The Sofitel is clearly beyond my budget, and yet I have a story to tell about it: just across via Lombardia from the Sofitel, there is the Casino dell'Aurora Ludovisi, a former garden pavillon, still large enough to pass for a luxurious (though deranged) villa nowadays, and it's still the private possession of the Counts Soandso (no, I don't think it's still the Ludovisi family, but am not sure). This Casino houses famous and truly great early Baroque frescoes by Guercino (the Rising of the Sun, hence the Casino's name) and Caravaggio (his only preserved frescoes), and it's rarely open, and difficult to get in, yet highly recommended - till June, you've time enough. I don't recall how exactly to get in, but I found out with Google's help - just once a week, or even rarer, I don't remember, and only by appointment by phone or fax. DO try to visit, it's worth the effort. Ok, back to the Sofitel: when I and another couple who had made the appointment for that day and that hour rang the Casino Ludovisi's bell, nobody would open the gate (the counts seem to be, ummm, weird somehow). The porter of the Sofitel saw that unhappy lot on the other side of the street, came out to help us, and rang the bell for us until they'd open (I guess that was not the first time he did that - he seemed quite used to their reluctance to answer the ringing bell). Well, I just think that kind of unasked helpfulness is a positive sign for that hotel, isn't it?
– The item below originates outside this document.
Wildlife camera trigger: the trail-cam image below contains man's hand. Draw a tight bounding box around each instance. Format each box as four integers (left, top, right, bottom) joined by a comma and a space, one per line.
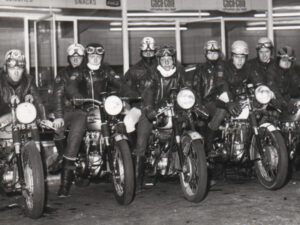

Jim, both apartments are attractive, but I clearly prefer the "via Giulia A" - first because I love via Giulia, second because I love old Florentine cotto pavements. As far as calm, you'll hardly find a better place in Rome center than via Giulia - the first planned (and therefore deadstraight) street of Rome, a magnificent example of Renaissance city planning. And a sightseeing hint for you, too: around the corner from via Giulia, don't miss San Girolamo della Carità, a plain Baroque church with two not-so-plain but gorgeous side chapels: on the right side, besides the main entrance, by Borromini; and left, besides the altar, by Filippo Juvarra, the second of Torino's great Baroque architects - his only Roman work, as far as I know. Difficult to get in here, as well - very grouchy nuns to persuade. A donation for the church helps a lot...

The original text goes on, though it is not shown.